Mengenai situasi di tingkat produsen, Sekretaris Jenderal Gabungan Organisasi Peternak Ayam Nasional (GOPAN) Sugeng Wahyudi menyatakan harga ayam hidup (livebird) mulai berangsur naik walau masih di bawah biaya pokok produksi.

"Harga ayam sudah mulai bergerak naik, mulai hari Senin 13 Juli 2026 setidaknya kerugian para peternak berkurang.

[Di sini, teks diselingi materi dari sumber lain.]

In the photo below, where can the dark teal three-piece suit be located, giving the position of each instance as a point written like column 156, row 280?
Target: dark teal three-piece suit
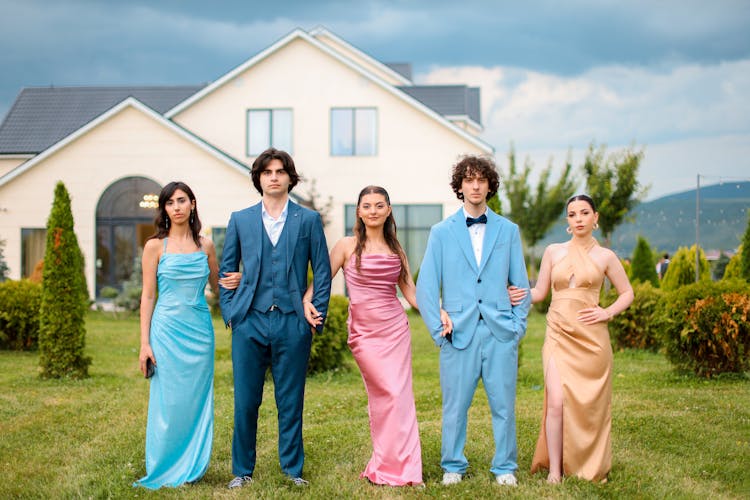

Saat ini harga ayam hidup (di peternak) di kisaran Rp20.000 per kg, dibandingkan dengan Juni yang Rp13.000 (per kg). Artinya ada kenaikan. Biaya pokok peternak saat ini Rp20.000-Rp22.000 per kg," kata Sugeng.

Sementara itu, Ketua Asosiasi Peternak Layer Nasional (APLN) Musbar Mesdi mengungkapkan bahwa tekanan di tingkat peternak telur masih membayangi akibat pelemahan daya beli.

"Harga jual komoditas kami parah gara-gara biaya hidup harian masyarakat berat sekali. Harga telur di tingkat peternak Rp21.000-Rp22.000 per kg, sementara titik impas dengan kondisi saat ini, atau biaya pokok produksinya untuk ayam petelur Rp23.000-Rp24.000 per kg," kata Musbar.